Le Parlement européen a tranché. Le 7 juillet 2026 à Strasbourg, il a adopté le texte qui révise les droits des passagers aériens par 646 voix pour, 12 contre et 3 abstentions. Le vote confirme les montants d'indemnisation en cas de retard et raccourcit les démarches pour se faire rembourser.
Que prévoit le vote du 7 juillet à Strasbourg
Le texte reprend l'accord politique conclu le 15 juin 2026 entre le Parlement et le Conseil sur la révision du règlement 261/2004. Ce règlement encadre depuis le 11 février 2004 les droits en cas de refus d'embarquement, d'annulation ou de retard important. Il prévoit déjà le remboursement, le réacheminement et l'assistance.

Sa révision était proposée depuis 2013. Elle a donc mis 13 ans à aboutir. Le vote du 7 juillet verrouille la position du Parlement avant la finalisation du texte européen.
Indemnisation de 250 à 600 euros dès 3 heures de retard : pourquoi le seuil n'a pas bougé
Le point le plus attendu concerne le retard à l'arrivée. Le Parlement maintient la règle actuelle : tout retard de plus de trois heures ouvre droit à une indemnisation de 250 à 600 euros selon la distance du vol.
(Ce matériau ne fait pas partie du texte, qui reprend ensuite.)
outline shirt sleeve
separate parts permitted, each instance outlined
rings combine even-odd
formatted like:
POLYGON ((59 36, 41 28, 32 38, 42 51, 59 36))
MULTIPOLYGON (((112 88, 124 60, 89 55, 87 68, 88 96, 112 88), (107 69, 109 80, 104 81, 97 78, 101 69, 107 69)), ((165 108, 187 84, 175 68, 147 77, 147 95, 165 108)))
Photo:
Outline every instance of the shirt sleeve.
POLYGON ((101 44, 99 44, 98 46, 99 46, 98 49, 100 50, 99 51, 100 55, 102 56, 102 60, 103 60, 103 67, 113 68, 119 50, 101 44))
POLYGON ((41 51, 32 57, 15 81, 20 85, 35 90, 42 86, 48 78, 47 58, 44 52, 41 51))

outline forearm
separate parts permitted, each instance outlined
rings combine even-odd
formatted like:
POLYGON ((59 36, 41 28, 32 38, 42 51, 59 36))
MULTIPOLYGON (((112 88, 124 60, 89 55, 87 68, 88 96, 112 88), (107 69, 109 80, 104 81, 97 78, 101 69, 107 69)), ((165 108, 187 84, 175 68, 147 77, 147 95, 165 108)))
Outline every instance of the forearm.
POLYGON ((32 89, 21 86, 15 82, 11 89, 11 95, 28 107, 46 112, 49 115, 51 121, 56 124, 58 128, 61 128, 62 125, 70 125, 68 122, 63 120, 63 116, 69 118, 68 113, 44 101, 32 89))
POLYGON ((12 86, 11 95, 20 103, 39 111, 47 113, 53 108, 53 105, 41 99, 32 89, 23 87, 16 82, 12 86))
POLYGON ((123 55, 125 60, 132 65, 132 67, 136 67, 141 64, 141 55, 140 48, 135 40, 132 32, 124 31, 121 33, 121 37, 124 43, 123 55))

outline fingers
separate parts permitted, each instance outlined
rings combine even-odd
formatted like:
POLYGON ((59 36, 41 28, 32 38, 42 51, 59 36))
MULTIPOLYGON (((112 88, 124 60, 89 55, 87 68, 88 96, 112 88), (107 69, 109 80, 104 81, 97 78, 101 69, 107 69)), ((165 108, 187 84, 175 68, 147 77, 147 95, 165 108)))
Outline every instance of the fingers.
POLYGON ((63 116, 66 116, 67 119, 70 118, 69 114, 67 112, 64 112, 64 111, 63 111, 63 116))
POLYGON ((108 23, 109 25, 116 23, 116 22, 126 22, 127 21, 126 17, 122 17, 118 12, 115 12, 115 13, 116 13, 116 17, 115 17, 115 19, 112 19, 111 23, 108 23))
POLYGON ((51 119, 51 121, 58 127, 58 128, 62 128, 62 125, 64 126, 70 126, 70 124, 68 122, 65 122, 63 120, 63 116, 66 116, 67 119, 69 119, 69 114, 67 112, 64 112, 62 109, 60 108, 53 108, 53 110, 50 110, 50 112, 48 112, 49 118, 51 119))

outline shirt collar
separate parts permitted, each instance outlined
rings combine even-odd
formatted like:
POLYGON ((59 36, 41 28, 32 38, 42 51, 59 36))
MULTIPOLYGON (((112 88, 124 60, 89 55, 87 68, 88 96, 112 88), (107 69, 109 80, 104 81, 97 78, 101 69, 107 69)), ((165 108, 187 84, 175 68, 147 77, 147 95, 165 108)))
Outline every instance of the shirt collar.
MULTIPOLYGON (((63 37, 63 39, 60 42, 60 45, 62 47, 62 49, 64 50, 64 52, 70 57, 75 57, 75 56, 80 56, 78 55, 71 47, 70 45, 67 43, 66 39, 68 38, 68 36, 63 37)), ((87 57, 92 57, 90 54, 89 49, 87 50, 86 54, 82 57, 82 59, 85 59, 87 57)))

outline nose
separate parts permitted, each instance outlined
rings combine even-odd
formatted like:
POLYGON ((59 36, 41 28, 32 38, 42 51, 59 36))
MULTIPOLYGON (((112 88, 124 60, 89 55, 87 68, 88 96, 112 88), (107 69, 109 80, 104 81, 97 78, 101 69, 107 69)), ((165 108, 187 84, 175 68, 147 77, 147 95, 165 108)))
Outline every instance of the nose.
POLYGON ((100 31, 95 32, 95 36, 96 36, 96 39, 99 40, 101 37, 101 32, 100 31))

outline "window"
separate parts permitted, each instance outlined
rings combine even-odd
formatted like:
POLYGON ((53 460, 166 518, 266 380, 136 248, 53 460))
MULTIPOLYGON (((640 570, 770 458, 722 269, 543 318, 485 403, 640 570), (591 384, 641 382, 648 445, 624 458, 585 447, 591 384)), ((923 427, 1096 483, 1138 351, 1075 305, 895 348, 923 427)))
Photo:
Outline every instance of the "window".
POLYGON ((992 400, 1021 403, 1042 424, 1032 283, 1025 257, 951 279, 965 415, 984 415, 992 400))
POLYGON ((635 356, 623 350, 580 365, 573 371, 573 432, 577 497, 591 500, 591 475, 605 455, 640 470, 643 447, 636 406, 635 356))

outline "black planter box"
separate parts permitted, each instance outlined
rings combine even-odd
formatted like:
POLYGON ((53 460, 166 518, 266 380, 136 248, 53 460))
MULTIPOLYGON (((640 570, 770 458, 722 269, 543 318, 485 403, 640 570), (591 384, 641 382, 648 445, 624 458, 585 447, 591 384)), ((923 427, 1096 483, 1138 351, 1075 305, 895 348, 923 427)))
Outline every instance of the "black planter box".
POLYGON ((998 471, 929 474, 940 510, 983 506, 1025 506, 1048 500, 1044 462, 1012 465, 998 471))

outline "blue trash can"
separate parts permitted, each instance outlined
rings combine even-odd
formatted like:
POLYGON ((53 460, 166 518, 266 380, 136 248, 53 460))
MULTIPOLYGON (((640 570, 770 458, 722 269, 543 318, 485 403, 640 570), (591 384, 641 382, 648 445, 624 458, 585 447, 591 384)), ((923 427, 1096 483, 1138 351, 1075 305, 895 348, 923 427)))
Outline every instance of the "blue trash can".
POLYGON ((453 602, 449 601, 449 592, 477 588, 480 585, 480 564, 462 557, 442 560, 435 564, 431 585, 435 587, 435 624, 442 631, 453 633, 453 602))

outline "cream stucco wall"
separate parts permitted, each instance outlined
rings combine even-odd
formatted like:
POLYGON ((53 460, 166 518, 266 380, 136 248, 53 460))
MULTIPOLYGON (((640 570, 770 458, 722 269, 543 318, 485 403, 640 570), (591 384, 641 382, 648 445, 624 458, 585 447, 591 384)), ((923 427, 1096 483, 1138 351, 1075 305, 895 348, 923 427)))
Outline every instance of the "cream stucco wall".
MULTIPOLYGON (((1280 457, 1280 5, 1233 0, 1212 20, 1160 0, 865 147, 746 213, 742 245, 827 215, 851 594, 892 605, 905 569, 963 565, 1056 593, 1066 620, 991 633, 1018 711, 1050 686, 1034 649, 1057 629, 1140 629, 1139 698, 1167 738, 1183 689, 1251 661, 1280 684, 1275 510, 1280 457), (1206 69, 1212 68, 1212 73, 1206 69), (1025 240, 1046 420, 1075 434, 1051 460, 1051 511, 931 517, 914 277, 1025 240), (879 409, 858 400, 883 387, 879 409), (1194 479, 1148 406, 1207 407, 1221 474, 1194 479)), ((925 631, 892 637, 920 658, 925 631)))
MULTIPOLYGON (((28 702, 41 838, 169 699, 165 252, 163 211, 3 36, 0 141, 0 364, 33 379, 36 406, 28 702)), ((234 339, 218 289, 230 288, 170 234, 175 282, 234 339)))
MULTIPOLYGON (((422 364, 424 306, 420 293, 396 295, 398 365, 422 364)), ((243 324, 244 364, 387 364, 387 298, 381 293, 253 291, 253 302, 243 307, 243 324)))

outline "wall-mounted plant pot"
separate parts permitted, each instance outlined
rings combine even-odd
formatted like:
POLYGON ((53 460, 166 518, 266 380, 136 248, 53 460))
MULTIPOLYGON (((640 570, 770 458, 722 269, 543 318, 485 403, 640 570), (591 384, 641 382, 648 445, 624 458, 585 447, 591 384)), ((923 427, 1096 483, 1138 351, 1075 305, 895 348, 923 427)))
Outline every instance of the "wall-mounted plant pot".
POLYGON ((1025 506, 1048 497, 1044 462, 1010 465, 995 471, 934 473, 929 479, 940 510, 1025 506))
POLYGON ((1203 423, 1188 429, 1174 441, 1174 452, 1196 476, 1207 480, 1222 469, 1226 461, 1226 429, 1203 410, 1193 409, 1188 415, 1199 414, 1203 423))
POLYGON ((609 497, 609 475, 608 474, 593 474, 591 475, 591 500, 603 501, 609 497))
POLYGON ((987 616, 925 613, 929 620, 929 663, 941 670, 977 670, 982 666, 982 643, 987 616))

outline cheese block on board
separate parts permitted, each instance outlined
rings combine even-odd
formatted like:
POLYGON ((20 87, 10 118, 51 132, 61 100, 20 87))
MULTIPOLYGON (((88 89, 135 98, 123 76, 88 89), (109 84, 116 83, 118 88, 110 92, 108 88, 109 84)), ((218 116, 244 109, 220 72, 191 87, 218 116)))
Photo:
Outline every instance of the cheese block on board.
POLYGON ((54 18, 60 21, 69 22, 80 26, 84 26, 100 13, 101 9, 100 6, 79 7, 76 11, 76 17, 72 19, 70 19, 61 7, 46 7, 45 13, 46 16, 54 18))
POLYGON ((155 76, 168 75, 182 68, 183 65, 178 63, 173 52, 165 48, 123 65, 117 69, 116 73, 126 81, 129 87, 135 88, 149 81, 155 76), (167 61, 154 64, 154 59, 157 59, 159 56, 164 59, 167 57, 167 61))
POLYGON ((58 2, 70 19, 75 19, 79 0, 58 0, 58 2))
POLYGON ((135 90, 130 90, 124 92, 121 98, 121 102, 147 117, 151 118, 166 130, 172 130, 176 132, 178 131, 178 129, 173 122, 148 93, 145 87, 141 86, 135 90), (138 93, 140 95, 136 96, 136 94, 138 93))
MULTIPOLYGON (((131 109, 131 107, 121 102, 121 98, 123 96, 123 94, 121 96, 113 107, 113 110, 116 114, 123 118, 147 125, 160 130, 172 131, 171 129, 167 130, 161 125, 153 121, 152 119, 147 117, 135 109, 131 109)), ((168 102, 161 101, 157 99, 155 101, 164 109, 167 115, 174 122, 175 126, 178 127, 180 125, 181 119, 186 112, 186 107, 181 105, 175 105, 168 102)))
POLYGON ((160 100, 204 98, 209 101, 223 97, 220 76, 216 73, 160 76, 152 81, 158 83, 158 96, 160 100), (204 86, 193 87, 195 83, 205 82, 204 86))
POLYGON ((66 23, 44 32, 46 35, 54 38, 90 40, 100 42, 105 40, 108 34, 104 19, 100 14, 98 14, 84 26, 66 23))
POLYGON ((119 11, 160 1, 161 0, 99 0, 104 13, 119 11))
C'est le coeur du conflit avec le Conseil. Le Conseil défendait de relever le seuil à 5 heures et de moduler les montants. Le Parlement a rejeté cette proposition. Il garde le seuil à 3 heures et la grille existante.
L'enjeu est financier et pratique. Passer à 5 heures aurait exclu une grande partie des retards indemnisables aujourd'hui. Le maintien à 3 heures garde un droit plus accessible pour les passagers, mais il est contesté par le secteur aérien qui estime le coût trop élevé. Cette tension explique pourquoi les négociations ont duré aussi longtemps et pourquoi les compagnies aériennes sont remontées contre l'UE sur l'indemnisation des retards.
Concrètement, vous pouvez exiger :
- 250 euros pour les vols jusqu'à 1 500 km
- 400 euros entre 1 500 et 3 500 km
- 600 euros au-delà de 3 500 km
Ces montants s'appliquent sauf si la compagnie prouve des circonstances extraordinaires.
Remboursement et indemnisation : 9 mois pour réclamer, 30 jours pour être payé
Le nouveau texte simplifie les procédures. C'est l'autre changement concret pour les passagers.
Vous disposez de 9 mois pour demander l'indemnisation ou le remboursement après un vol perturbé. Une fois la demande reçue, la compagnie a 30 jours pour payer ou pour justifier un refus en invoquant des circonstances extraordinaires. Elle doit aussi informer proactivement les passagers de leurs droits en cas de retard ou d'annulation, au lieu d'attendre une réclamation.
Le règlement ajoute deux garanties visibles au moment de la réservation et à l'embarquement :
- l'attribution gratuite de sièges côte-à-côte pour les enfants de moins de 14 ans qui voyagent avec un accompagnant
- l'obligation d'afficher des tarifs qui incluent au moins un bagage à main gratuit, sans frais caché
Ces mesures répondent aux litiges les plus fréquents : frais ajoutés pour un petit sac en cabine et siège payant pour placer un enfant à côté de son parent. Pour le détail de ces évolutions, voir ce qui change vraiment en 2026 pour les bagages cabine et le choix du siège et ce que la nouvelle loi européenne change pour le bagage cabine gratuit.
D'où vient cette réforme : le règlement 261/2004 et 13 ans de blocage
Le règlement 261/2004 a posé les bases : remboursement ou réacheminement en cas d'annulation, assistance en cas d'attente (repas, hébergement, communication), et indemnisation forfaitaire en cas de refus d'embarquement ou de retard important.
La Commission avait proposé dès 2013 de le moderniser pour clarifier les délais, les cas d'exonération et les droits à l'information. Le Parlement et le Conseil ne s'accordaient pas sur le seuil déclenchant l'indemnisation ni sur la répartition des coûts. L'accord du 15 juin 2026 débloque le dossier en gardant l'équilibre le plus favorable aux passagers sur ce seuil.
Que faire maintenant si votre vol est concerné. Conservez carte d'embarquement, preuves de retard à l'arrivée et messages de la compagnie. Réclamez par écrit dans les 9 mois en citant le règlement 261/2004 révisé. La compagnie doit répondre et payer sous 30 jours si elle ne démontre pas de circonstances extraordinaires. Le texte voté doit encore être formellement adopté et publié au Journal officiel de l'UE avant de s'appliquer. Les dates exactes d'entrée en vigueur et les modalités pratiques seront fixées à cette étape.